Both truncated Lévy walk and MRW will show a steepened slope upon such sub-sampling, but these two alternative hypotheses may be easily distinguished by supplementing the F(L) analysis with fractal analysis of the spatial fix pattern (MRW will maintain D≈1, while truncated LW will tend towards larger D). One could also look for the home range ghost (incidence increasing proportionally with √N for MRW and incidence increasing proportionally with N for LW).

When ρ>≈10, simulations of MRW show that return events tend to inflate the occurrence of very long steps, giving the impression of a “hump”, for example as shown above for at ρ≈10. Several researchers in the field of Lévy research have in fact anecdotally observed such a hump, without having a plausible behavioural explanation for it within the context of the traditional candidate models. However, if ρ>>10, the hump may in the MRW scenario almost disappear, making F(L) even more Lévy-like. The illustration to the right shows the simulation result for ρ=100 (Gautestad and Mysterud, 2013).

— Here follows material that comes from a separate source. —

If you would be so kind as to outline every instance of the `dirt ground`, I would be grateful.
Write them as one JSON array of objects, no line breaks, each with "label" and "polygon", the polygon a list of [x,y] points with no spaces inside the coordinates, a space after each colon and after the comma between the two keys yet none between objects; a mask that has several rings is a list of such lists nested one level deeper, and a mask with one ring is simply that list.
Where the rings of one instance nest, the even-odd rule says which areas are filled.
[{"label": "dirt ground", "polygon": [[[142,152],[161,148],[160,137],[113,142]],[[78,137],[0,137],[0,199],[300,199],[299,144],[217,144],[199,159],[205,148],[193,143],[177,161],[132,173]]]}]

Already in Gautestad and Mysterud (2005) we illustrated the ρ effect on the “problematic” F(L) distribution. In Gautestad and Mysterud (2013) we elaborated further on this aspect. However, so far it looks like nobody has grasped this approach to see to what extent this “process-oriented” MRW framework might contribute to bringing the controversy out of the quagmire. In the meantime, the Lévy controversy rolls on, based on models void of spatial memory effects on F(L).

The MRW approach might also contribute to resolve other hot topics in movement ecology. For example, according to the Lévy walk/flight hypothesis for optimal foraging (a more specific aspect of the issue outlined above), Brownian motion is expected in an environment with a relatively productive environment with a relatively predictable resource distribution. In contrast, the MRW working hypothesis would be: in an environment with a relatively productive environment the individual’s home range is expected to be smaller, due to higher return frequency (stronger site fidelity, and thus a smaller ρ for a given sampling frequency). Hence, based on MRW one may predict that the site fidelity effect on F(L) will be more pronounced under these circumstances. If observation frequency, 1/t, is not increased accordingly, one may erroneously find support for the Levy flight foraging hypothesis. Supplementary test should be performed before concluding.

REFERENCES

Gautestad, A. O., and I. Mysterud. 2005. Intrinsic scaling complexity in animal dispersion and abundance. The American Naturalist 165:44-55.

Gautestad, A. O., and A. Mysterud. 2013. The Lévy flight foraging hypothesis: forgetting about memory may lead to false verification of Brownian motion. Movement Ecology 1:1-18.